AMP CEO resigns over bank misconduct revelations
Sydney (AFP) –
The CEO of Australian bank AMP resigned suddenly on Friday after revelations of widespread abuses by the financial company, including charging thousands of customers for services never received.
Following several days of damaging testimony by AMP executives before a Royal Commission set up in February to investigate misconduct in the banking industry, AMP announced that CEO Craig Meller was stepping down "with immediate effect".
"AMP apologises unreservedly for the misconduct and failures in regulatory disclosures in the advice business," the bank's chairman, Catherine Brenner, said in a statement released early Friday.

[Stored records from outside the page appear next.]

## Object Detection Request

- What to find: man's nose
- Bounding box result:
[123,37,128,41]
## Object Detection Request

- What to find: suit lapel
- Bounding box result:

In addition to charging clients for non-existent services, AMP admitted to the commission this week that senior executives had intervened in the drafting of a supposedly independent report drawn up for the inquiry.
It also admitted misleading the stock market watchdog Australian Securities and Investment Commission (ASIC) about the scandal, which affected some 15,700 clients between 2009 and 2016.
In its statement, AMP said a non-executive member of the bank's board, Mike Wilkins, had been appointed acting CEO and that an independent expert would head "an immediate, comprehensive review of AMP's regulatory reporting and governance processes".
AMP is just one of several major Australian banks under scrutiny by the Royal Commission.
Hearings this week also revealed that a subsidiary of CBA, the country's biggest bank, had continued charging service fees to some customers years after they had died.
The conservative government of Prime Minister Malcolm Turnbull, which had long resisted launching the Royal Commission, was set to announce later Friday harsh new criminal and financial penalties for bank misconduct.
The country's major banks -- among the developed world's wealthiest -- had been under increasing scrutiny in recent years amid allegations of dodgy financial and life insurance advice and mortgage fraud.
There have also been claims of anti-money laundering laws being breached and benchmark interest rates rigged.